To make prep on this dish easy, I assemble it all in the evening and fry it in the morning, then put it in a wide-mouth thermos.
(Image: Flickr / armigeress)
This may be easier when you only have one child, but I discovered if Maia enjoyed a soup, stew or pasta dish at dinner, chances are she’d eat it again the next day at lunch. I reheat it in the morning and put it in her thermos.
(Image: Flickr / like_the_grand_canyon)
The same cream cheese spreads (thinned down with yogurt) and hummus that are good as spreads also work as dips. Maia’s job is to slice up veggies a couple times a week so they are on hand for snacks. Then, simply grabbing a selection for lunch is a quick process.
(Image: Flickr / mikaelf)
This seems to be a mandatory lunch food—right up there with PB&J. Those mini pizzas are awfully tempting (they’re organic!), but when I read through the ingredients and looked at the price, I realized making our own pizzas might be worth the effort.
So we did it from scratch and put together 12 mini pizzas (we used a standard pizza dough recipe and made individual pizzas instead) for the price of two store-bought ones and froze them for future use. When we’re short on time (or Maia wants a treat), we just need to heat one up while she eats breakfast and then pack it to go.

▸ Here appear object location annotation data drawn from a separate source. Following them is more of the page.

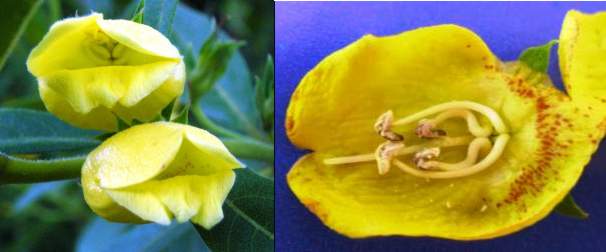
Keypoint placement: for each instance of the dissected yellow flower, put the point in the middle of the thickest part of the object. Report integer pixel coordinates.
(427, 133)
(154, 172)
(92, 70)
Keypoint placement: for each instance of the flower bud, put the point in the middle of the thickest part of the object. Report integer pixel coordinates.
(154, 172)
(91, 71)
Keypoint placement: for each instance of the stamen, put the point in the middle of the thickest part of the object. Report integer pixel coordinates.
(473, 151)
(383, 127)
(472, 123)
(422, 157)
(441, 142)
(426, 130)
(492, 116)
(385, 153)
(492, 157)
(426, 153)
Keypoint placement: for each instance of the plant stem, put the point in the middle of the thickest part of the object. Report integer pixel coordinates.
(250, 148)
(16, 170)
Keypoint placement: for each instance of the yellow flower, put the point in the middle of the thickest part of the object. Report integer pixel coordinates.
(92, 70)
(153, 172)
(427, 133)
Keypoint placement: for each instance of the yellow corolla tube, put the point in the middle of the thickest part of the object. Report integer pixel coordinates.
(92, 71)
(159, 171)
(428, 133)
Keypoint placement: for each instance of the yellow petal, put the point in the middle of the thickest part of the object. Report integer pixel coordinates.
(86, 89)
(198, 198)
(65, 39)
(157, 171)
(148, 108)
(136, 155)
(115, 66)
(582, 52)
(404, 73)
(333, 110)
(98, 118)
(140, 37)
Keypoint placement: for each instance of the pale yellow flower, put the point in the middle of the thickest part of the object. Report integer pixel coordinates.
(91, 71)
(159, 171)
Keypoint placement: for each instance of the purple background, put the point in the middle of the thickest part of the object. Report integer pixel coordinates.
(307, 32)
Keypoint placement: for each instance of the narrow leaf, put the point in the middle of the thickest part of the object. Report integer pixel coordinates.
(568, 207)
(138, 15)
(183, 116)
(248, 224)
(15, 16)
(36, 192)
(537, 58)
(231, 102)
(264, 94)
(103, 236)
(160, 14)
(31, 131)
(212, 62)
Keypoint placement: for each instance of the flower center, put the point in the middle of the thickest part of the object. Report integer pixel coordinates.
(485, 143)
(104, 48)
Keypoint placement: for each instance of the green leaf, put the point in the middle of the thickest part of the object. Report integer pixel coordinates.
(568, 207)
(537, 58)
(183, 116)
(230, 102)
(248, 224)
(264, 90)
(138, 15)
(168, 110)
(160, 14)
(35, 192)
(103, 236)
(30, 131)
(212, 63)
(15, 17)
(14, 170)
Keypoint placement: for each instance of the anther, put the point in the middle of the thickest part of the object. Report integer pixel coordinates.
(425, 129)
(385, 153)
(420, 158)
(383, 127)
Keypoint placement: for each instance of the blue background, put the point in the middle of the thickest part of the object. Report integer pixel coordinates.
(307, 32)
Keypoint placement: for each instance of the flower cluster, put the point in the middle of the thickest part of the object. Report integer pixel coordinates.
(95, 73)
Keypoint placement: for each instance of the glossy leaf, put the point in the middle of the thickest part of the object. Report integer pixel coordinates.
(101, 235)
(30, 131)
(15, 17)
(264, 90)
(568, 207)
(212, 63)
(35, 192)
(160, 14)
(230, 102)
(248, 224)
(537, 57)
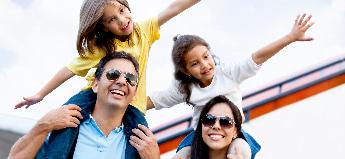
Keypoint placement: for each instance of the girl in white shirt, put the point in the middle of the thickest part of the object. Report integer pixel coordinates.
(199, 78)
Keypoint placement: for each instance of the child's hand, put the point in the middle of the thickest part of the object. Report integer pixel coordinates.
(301, 25)
(28, 101)
(237, 154)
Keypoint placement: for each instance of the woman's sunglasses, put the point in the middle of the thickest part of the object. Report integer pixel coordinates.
(113, 75)
(225, 122)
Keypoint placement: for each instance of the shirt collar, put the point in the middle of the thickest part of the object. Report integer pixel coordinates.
(93, 122)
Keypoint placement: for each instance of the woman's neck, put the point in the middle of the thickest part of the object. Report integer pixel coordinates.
(217, 154)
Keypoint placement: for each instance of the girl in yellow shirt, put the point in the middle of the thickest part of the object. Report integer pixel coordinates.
(106, 26)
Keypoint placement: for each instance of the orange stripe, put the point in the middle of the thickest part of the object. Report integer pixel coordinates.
(297, 96)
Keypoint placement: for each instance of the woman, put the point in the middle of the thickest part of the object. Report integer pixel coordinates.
(219, 124)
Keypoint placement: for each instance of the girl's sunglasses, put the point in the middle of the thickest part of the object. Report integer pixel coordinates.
(113, 75)
(225, 122)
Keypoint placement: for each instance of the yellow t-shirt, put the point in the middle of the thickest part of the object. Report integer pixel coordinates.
(139, 45)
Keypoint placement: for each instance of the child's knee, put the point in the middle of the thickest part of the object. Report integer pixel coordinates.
(183, 153)
(241, 144)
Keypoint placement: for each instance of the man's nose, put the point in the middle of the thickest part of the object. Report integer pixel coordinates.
(121, 80)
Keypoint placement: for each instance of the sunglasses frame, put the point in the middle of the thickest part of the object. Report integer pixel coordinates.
(114, 74)
(225, 122)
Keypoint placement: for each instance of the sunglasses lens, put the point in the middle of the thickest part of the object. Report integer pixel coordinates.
(209, 120)
(131, 79)
(113, 74)
(225, 122)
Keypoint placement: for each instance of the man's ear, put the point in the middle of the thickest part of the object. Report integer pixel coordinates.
(95, 86)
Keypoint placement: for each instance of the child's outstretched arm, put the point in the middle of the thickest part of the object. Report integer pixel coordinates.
(174, 9)
(60, 77)
(297, 33)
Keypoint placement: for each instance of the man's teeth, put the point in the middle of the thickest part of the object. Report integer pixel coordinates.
(117, 92)
(216, 137)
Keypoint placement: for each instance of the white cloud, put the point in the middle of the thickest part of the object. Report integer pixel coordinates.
(42, 38)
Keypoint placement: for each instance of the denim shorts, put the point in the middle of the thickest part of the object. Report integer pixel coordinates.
(254, 145)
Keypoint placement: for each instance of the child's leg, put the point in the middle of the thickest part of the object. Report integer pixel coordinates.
(242, 145)
(254, 145)
(85, 99)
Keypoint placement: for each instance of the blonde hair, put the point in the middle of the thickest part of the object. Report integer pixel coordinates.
(90, 26)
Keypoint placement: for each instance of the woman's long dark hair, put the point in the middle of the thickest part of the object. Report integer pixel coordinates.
(182, 45)
(199, 148)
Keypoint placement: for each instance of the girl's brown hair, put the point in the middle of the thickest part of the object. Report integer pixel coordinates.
(91, 33)
(182, 45)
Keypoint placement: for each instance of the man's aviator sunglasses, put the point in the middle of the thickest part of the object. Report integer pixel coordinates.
(113, 75)
(225, 122)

(Image: Flickr / ciao-chow)
School lunch without some sort of treat isn’t much fun. So about once a week, Maia and I will bake something (cookies, banana bread, etc.), then freeze at least one week’s worth of portions. We are a weak family when it comes to baked goods and they would otherwise disappear. When we are really clever, we overlap our baking so she has a couple of different treats to choose between.
What are your favourite lunches for your kids? Any tips on how to get healthy food into them when we’re not there?